The ID movement investigates the possibility that nature, rather than being the result of unintelligent, purposeless forces, can only be understood as the effect of an Intelligent Designer. This contradicts secularized science. The contradiction arises from the evidence of nature itself. In science, the ID movement points to the growing evidence of intelligent fine tuning (both cosmological and biological) and it opposed the idea that the order of nature can be completely reduced to unintelligent causes. As more and more evidence is gathered, secularized philosophy will be forced to confront the scientific evidence that truth is not a mere human artifact. Soon enough, secularized culture will be compelled to realign. The critics of ID deny that it is a scientific revolution. They say ID is merely a religious ruse wearing a scientific facade. Often they assert a close connection between ID and creationism, using such terms as "Intelligent Design Creationism," and criticize ID on grounds of mixing religion and politics. A major source of the critics' ire is that ID has entered the realm of biology and raised questions concerning the established canons of Darwinism. It is all fine and good, they say, to investigate cosmological fine-tuning, but anathema to consider biological fine-tuning. Indeed, such critics very strongly oppose anyone who would doubt the claims of evolutionary theory (that design has been eliminated from biology). The outspoken Richard Dawkins puts it stridently: "It is absolutely safe to say that if you meet someone who claims not to believe in evolution, that person is ignorant, stupid or insane (or wicked, but I'd rather not consider that)." This overstatement about ID is typical of the critics' approach.
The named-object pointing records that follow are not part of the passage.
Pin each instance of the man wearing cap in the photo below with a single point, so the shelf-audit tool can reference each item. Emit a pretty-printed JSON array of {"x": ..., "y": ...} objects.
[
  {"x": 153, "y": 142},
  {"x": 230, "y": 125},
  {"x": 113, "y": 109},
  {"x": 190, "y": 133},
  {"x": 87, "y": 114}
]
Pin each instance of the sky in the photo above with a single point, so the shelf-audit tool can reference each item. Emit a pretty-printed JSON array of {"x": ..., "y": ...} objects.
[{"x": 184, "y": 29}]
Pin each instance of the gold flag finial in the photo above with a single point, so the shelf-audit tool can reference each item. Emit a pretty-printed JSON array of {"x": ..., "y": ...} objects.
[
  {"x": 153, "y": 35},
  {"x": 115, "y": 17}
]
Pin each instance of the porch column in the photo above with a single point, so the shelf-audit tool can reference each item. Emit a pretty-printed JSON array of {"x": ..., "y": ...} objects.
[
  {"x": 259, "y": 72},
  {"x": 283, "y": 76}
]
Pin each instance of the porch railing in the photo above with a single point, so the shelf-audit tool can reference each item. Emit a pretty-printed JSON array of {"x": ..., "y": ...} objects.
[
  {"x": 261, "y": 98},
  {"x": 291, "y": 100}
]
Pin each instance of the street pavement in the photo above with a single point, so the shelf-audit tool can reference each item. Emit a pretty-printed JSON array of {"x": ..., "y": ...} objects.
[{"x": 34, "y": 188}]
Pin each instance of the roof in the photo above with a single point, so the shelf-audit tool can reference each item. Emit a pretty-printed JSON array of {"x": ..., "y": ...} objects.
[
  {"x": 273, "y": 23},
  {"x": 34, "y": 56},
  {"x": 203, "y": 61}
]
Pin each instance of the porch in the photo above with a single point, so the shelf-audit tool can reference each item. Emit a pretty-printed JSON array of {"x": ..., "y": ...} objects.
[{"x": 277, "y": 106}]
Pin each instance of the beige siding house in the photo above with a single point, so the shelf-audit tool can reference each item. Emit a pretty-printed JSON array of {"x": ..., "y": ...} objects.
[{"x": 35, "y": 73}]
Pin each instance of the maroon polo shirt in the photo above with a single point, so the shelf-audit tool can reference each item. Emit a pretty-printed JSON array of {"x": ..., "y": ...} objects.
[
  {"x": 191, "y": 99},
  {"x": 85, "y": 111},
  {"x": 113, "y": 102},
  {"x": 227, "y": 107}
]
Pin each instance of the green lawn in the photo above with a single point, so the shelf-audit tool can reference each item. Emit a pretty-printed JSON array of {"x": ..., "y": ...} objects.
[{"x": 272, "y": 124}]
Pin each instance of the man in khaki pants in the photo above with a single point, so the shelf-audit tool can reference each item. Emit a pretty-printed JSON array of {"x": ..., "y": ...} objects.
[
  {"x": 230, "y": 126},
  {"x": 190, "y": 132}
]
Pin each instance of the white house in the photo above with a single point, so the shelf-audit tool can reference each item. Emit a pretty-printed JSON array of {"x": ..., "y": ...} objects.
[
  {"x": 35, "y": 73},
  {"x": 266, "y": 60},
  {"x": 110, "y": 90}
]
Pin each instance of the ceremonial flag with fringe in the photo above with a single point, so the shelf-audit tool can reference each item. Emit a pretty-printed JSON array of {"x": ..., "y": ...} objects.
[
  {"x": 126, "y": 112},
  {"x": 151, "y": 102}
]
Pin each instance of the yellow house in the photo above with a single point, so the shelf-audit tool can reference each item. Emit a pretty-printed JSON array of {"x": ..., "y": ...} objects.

Against this, I argue not only that it is quite reasonable to have doubts about evolutionary theory, but that the rise and development of ID theory, as an antidote to Darwinism, is both intellectually welcome and historically inevitable. It is intellectually welcome because Darwinism is too small to fit the facts it claims to explain, and ID is large enough to include a modified form of Darwinism. ID is historically inevitable because it is part of a larger, cosmological revolution that has already forced itself upon physics and astronomy. Let's begin with the latter claim because it is both most startling and most obvious. The Design Revolution in Cosmology

In physics, the term "the anthropic principle" refers to the discovery that the universe appears rigged, astoundingly fine-tuned to produce life (indeed, intelligent life). This fine-tuned conspiracy occurs on all levels, from the fundamental constants governing the formation of all the elements in the cosmos, to the extraordinarily precise relationship of planets in our solar system, to the delicate balances on our own planet.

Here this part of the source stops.